December 2023 and I realised that we were at the end of the private forensic provider business cycle - from twitter:
By the time Cellmark published their accounts for 2022, in May of 2024 it was obvious why Cellmark may have wished to keep those results under wraps for as long as they possibly could.
Huge, huge loss. Just short of its record loss in 2018 that triggered Labcorp’s exit. Not only that, but 2023 was a loss too, although no sign of those accounts either. Another postive spin on things from the directors but after the previous year’s positive spin, what are interested parties supposed to do with this?
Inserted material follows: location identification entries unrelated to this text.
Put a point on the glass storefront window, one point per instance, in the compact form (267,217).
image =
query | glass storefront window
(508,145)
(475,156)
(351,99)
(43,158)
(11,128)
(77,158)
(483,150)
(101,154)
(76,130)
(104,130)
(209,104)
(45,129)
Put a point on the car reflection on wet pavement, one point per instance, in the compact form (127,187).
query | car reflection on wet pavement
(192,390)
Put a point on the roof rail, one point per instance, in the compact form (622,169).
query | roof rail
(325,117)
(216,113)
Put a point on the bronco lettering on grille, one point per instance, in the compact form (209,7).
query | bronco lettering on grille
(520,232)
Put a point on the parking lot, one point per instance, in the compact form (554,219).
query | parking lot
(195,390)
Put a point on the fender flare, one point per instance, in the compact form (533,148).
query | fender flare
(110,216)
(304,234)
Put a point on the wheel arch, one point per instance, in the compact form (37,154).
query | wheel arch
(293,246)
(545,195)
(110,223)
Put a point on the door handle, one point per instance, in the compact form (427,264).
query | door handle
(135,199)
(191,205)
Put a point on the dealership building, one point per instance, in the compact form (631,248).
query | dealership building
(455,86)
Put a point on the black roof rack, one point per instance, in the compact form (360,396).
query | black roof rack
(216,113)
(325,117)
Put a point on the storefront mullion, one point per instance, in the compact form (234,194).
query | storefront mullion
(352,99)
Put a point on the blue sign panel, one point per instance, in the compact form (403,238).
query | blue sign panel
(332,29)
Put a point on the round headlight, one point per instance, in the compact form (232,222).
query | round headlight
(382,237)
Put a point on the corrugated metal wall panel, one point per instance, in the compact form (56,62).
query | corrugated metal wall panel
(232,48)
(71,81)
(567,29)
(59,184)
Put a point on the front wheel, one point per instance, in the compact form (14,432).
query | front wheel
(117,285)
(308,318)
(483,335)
It looked like the end for Cellmark.
In July 2024 the UK Competition and Markets Authority (CMA) announced that it had launched an investigation into Eurofins' takeover of the British company Cellmark, an operation it fears will have an adverse impact on competition in the market. Its findings would lay bare Cellmark’s financial troubles and how close it came to collapse which would have triggered an uncontrolled exit from the forensic science market wreaking havoc in the criminal justice system.